Are you seeing the pattern here? At every step I took, ED was ensuring I heard him first. It didn’t matter the occasion or if I was a size 2 or a size 14, ED was insistent that I followed his orders. Over the last several months of therapy, ED’s voice has grown very quiet if not silent most of the time. This will be the first Valentines Day since 3rd grade when ED will not be poking me in the side, reminding me of the fat rolls. It will be the first Valentines Day since I was a child when his voice will be overshadowed by happiness and life. At my worst ED’s voice would ring in my ears hours upon hours a day, and like a good puppet I would hang onto every word, believing it as truth rather than the ugly lies they were.

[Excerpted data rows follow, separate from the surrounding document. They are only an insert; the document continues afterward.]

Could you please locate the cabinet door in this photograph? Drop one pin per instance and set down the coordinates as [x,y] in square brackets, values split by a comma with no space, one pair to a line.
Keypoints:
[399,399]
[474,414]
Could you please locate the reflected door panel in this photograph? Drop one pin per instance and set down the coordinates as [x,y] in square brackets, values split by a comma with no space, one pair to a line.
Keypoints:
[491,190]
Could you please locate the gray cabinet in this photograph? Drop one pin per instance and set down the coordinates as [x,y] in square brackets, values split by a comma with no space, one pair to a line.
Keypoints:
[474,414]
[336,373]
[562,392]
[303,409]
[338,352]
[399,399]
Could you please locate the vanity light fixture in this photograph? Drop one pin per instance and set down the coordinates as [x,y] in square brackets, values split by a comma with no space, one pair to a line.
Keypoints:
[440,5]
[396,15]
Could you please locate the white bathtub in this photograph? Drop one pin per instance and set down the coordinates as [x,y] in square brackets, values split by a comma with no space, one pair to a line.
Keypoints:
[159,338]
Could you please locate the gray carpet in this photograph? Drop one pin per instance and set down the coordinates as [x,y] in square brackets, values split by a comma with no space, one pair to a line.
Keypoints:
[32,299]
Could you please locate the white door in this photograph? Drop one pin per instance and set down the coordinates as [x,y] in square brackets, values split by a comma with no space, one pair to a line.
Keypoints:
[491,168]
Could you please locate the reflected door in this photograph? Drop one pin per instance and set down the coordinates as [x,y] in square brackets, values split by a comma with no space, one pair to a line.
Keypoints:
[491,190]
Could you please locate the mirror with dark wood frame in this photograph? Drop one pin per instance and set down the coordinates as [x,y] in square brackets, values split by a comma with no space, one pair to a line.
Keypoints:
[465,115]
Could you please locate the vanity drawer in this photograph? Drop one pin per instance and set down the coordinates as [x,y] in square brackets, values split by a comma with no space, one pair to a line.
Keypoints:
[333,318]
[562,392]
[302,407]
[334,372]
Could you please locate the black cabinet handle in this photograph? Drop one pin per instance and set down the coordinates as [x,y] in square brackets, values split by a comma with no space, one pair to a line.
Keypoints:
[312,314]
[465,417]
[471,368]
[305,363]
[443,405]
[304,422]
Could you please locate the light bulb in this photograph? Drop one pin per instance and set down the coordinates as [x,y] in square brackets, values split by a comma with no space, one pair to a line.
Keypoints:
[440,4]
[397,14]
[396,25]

Tomorrow is Valentines Day, and no matter what your journey was to get to this one specific day, whether a perfectly rose petal-lined path or a dark, craggy rock-strewn path, you can choose what the day will hold. If you’re one of my readers who has struggled with that voice that I call ED (no matter the weapons he uses), fight back. If there is one thing ED has taught me over the 36 years I’ve been hanging around on this planet, is that the only truth to ED is that he is full of shit. Your journey isn’t defined by the people who hold your hand along the way, whether someone gives you flowers, chocolates, or tells you they love you. Your journey is defined by you as a person, and if ED’s voice is shouting your marching orders, then your voice is losing a chance to put something in the world that Valentines Day has come to represent in our world…LOVE.
In an era filled with hate, bigotry, racism, and inequality, be louder than ED. Be louder than politics, louder than wars. Be LOVE.